The UPW tried again in 1969 by offering the previous deal plus two seats on the UPW reserved for telephonists and the employment of the NGT General Secretary as UPW Assistant Secretary. The NGT leadership recommended acceptance, however the membership voted a year later to reject the deal by 2 to 1.

The Post Office then decided to derecognise the weakened union.

Badge of the Telecommunications Staff Association

Badge of the Telecommunications Staff Association

The NGT responded by changing its name to the Telecommunications Staff Association (TSA) so broadening its potential membership base.

Using the 1971 Industrial Relations Act the TSA pursued recognition through the courts until 1974 when it lost the case.

In 1978 the TSA transferred its engagements to the Engineering and Electrical Staff Association, the white collar section of the Electrical, Electronic, Telecommunications and Plumbing Union (EETPU).


Union of Railway Signalmen

Safe passage for the railway traveller

Badge of the Union of Railway Signalmen

In the aftermath of the 1924 rail strike acrimony existed between the National Union of Railwaymen (NUR) and the Associated Society of Locomotive Engineers and Firemen (ASLEF) and within the NUR itself.

The National Signalmen’s Movement, a pressure group within the NUR, were unhappy with the pay deals achieved by the NUR for signalmen. A.E. Rochester, a NUR signalman, sent an article critical of the NUR leadership to the NUR journal ’Railway Review’. The journal refused to publish it, so Rochester took the article to ASLEF General Secretary John Bromley who made money available to publish the article as a leaflet. The NUR responded by threatening Rochester with legal action and ordering him to appear before the Executive Council.

George Richards, a prominent member of the National Signalmen’s Movement, met the ASLEF General Secretary and was told ASLEF would loan a substantial amount of money to any signalmen who decided to form a breakaway union.

Thirteen men met at the home of a Mr Charles Breton and formed the Union of Railway Signalmen (URS). The URS received £1,000 from ASLEF followed by a further £2,000.

The National Signalmen’s Movement issued a manifesto proclaiming loyalty to the NUR and condemning sectional unionism. Support for the URS was so poor that by 1925 it could only claim 250 signalmen out of all the signalmen in the country.

The NUR continued to represent the vast majority of signalmen and in 1931, probably in response to the URS, introduced national signalmen’s conference.

In 1945 a Charles Holloway formed the Federation of Power Signalmen, which due to the fact that it could only attract 30 of the 1500 power signalmen in the London area was very short lived.

Holloway later surfaced as General Secretary of the URS.

The URS membership hit an all time high of 8333 in 1950 organised in to 180 branches or 32% of all signalmen. The URS declined after that, 3690 in 87 branches in 1960 and 2075 in 16 branches in 1970.

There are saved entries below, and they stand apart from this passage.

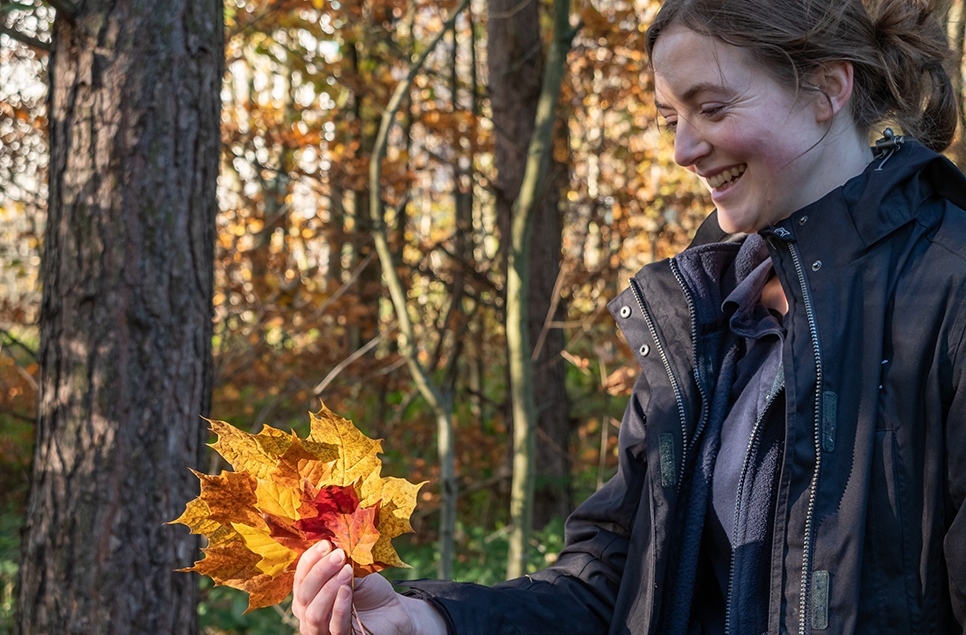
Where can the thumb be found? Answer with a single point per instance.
(372, 591)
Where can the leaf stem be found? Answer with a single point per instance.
(362, 629)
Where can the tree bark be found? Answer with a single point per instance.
(125, 355)
(539, 156)
(515, 61)
(438, 399)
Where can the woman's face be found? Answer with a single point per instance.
(754, 143)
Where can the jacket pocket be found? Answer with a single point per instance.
(884, 599)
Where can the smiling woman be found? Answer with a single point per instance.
(793, 457)
(762, 150)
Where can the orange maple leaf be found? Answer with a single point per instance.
(288, 493)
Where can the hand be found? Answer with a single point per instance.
(324, 598)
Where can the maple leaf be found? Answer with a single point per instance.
(286, 494)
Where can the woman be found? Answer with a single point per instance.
(793, 458)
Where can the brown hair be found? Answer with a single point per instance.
(897, 49)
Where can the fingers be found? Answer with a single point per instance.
(341, 621)
(322, 593)
(309, 558)
(372, 592)
(330, 611)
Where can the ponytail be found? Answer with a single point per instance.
(897, 49)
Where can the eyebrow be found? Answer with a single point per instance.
(692, 92)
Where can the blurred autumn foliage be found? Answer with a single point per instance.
(299, 308)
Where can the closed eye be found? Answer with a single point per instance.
(712, 110)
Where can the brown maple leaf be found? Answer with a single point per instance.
(285, 495)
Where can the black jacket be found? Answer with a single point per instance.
(870, 527)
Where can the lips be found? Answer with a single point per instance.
(726, 177)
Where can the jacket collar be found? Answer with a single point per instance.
(870, 206)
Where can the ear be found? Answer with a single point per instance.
(834, 82)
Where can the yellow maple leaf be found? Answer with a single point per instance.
(286, 494)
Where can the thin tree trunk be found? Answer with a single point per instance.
(521, 372)
(440, 402)
(125, 318)
(515, 60)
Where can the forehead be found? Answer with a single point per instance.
(687, 64)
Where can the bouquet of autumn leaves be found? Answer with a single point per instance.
(286, 494)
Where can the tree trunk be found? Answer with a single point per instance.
(515, 62)
(125, 357)
(539, 156)
(553, 490)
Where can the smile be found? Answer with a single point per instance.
(727, 177)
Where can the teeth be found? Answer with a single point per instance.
(720, 179)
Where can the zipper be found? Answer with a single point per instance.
(816, 428)
(705, 405)
(752, 442)
(667, 367)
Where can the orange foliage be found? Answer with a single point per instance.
(288, 493)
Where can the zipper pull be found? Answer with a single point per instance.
(785, 235)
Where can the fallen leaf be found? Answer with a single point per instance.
(286, 494)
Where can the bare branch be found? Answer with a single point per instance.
(344, 363)
(42, 47)
(66, 8)
(17, 415)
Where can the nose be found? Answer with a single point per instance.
(690, 146)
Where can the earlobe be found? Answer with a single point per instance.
(834, 81)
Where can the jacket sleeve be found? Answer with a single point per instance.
(954, 544)
(576, 595)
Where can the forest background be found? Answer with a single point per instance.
(302, 310)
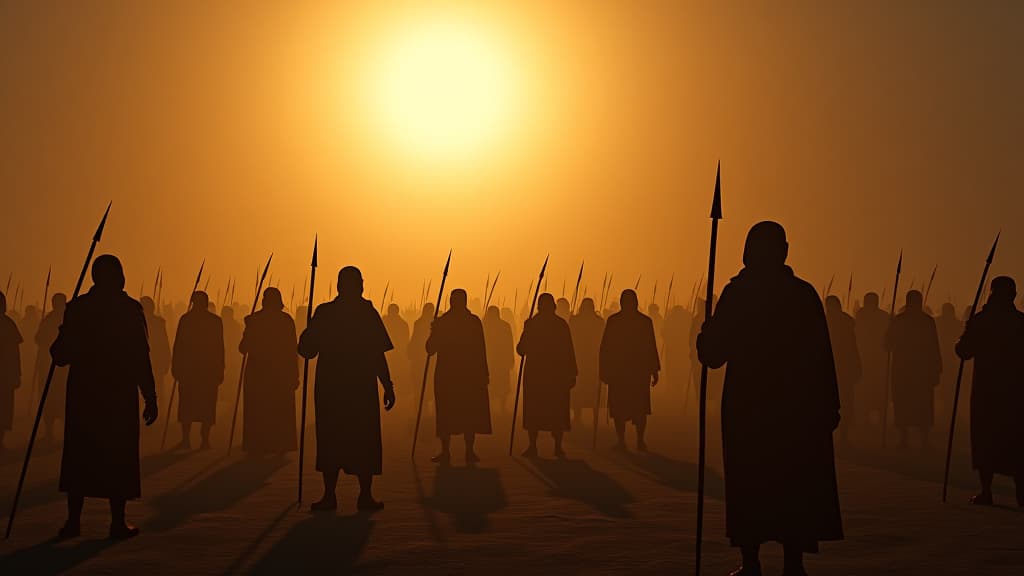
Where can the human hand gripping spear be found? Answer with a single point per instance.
(305, 371)
(174, 383)
(426, 365)
(245, 358)
(960, 371)
(889, 356)
(49, 380)
(518, 381)
(716, 215)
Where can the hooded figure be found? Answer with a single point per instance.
(271, 378)
(779, 405)
(103, 340)
(994, 339)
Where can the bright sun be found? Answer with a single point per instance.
(442, 89)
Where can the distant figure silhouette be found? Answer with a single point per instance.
(501, 357)
(10, 368)
(994, 339)
(53, 412)
(916, 366)
(271, 378)
(779, 406)
(461, 377)
(630, 367)
(549, 375)
(160, 345)
(198, 364)
(349, 340)
(871, 324)
(587, 328)
(103, 340)
(848, 369)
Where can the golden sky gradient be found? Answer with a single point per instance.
(227, 130)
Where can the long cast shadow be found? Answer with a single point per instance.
(323, 544)
(577, 481)
(219, 491)
(468, 494)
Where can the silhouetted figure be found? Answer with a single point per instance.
(549, 374)
(994, 339)
(53, 411)
(871, 325)
(587, 328)
(461, 377)
(916, 366)
(271, 378)
(160, 345)
(349, 340)
(198, 364)
(103, 340)
(630, 367)
(779, 405)
(848, 369)
(501, 356)
(10, 368)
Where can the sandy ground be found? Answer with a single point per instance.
(598, 512)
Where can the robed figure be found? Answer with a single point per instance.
(103, 341)
(349, 340)
(270, 379)
(198, 364)
(549, 376)
(630, 367)
(587, 328)
(10, 368)
(779, 405)
(994, 339)
(916, 367)
(461, 377)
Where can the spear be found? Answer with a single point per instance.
(49, 379)
(174, 383)
(245, 359)
(305, 368)
(889, 356)
(716, 215)
(576, 292)
(492, 293)
(522, 359)
(426, 365)
(960, 371)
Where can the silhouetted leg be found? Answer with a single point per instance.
(366, 501)
(119, 526)
(471, 457)
(557, 435)
(985, 497)
(445, 456)
(793, 560)
(330, 500)
(530, 451)
(641, 424)
(73, 528)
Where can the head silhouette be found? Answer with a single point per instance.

In 1970 a closed shop was introduced in British Rail and all signalmen were required to be members of the NUR. URS membership fell to 150 by 1973, even though there was no reason signalmen could be members of both unions.

Like many breakaway unions the URS acted partly as a home for those signalmen who wanted to avoid strike action. The URS membership climbed to 220 half of who had joined during the signalmen’s strike of 1974. Membership dropped to 70 in 1975 and to 18 a year later.

The last return lodged with the Registrar General of Trade Unions and Employers Associations was in 1978 when the membership was four.

In May 1979 Charles Holloway, the URS General Secretary for the previous 10 years, died and the URS died with him.The NUR later received a cheque for £6.60 from the Co-operative Bank. The bank, unable to contact the URS had closed the URS account and forwarded the cheque to the NUR. The NUR sent the cheque to the URS’s auditors and the Union of Railway Signalmen was no more.